For European organizations, the impact of CVE-2025-62899 can be substantial. Stored XSS vulnerabilities enable attackers to execute arbitrary scripts in the browsers of users visiting affected websites, potentially leading to theft of sensitive information such as session cookies, personal data, or corporate credentials. This can facilitate further attacks like account takeover or lateral movement within networks. Additionally, attackers can deface websites, damaging brand reputation and customer trust. For organizations in regulated sectors such as finance, healthcare, or government, exploitation could result in non-compliance with data protection laws like GDPR, leading to legal and financial penalties. The vulnerability also threatens the availability of services if attackers inject scripts that disrupt normal operations or redirect users to malicious sites. Since Photospace Responsive is a web design tool, many small to medium enterprises and agencies across Europe might use it, increasing the attack surface. The lack of authentication requirement and ease of exploitation further elevate the risk, making it critical for European entities to assess their exposure and implement mitigations promptly.

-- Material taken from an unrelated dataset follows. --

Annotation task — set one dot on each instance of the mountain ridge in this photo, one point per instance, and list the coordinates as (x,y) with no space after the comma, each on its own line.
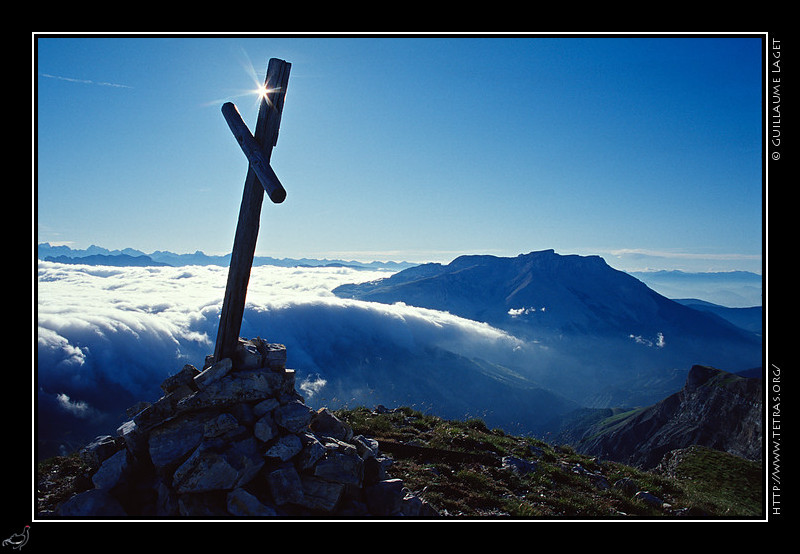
(624,344)
(715,409)
(98,255)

To mitigate CVE-2025-62899 effectively, organizations should: 1) Immediately audit all web applications built with Photospace Responsive for signs of stored XSS, including unusual script injections or user complaints. 2) Implement strict input validation and sanitization on all user-supplied data before storage, using a whitelist approach where possible. 3) Apply context-aware output encoding (e.g., HTML entity encoding) when rendering user input in web pages to prevent script execution. 4) Monitor vendor communications closely for patches or updates addressing this vulnerability and apply them promptly once available. 5) Employ Content Security Policy (CSP) headers to restrict the execution of unauthorized scripts in browsers. 6) Conduct regular security testing, including automated scanning and manual code reviews focused on injection points. 7) Educate developers and content managers on secure coding practices related to XSS. 8) For critical or high-traffic sites, consider temporary workarounds such as disabling or restricting features that accept user input until patches are applied. 9) Use web application firewalls (WAFs) with updated rules to detect and block common XSS attack patterns targeting this vulnerability. These measures combined will reduce the risk of exploitation and protect users from malicious script execution.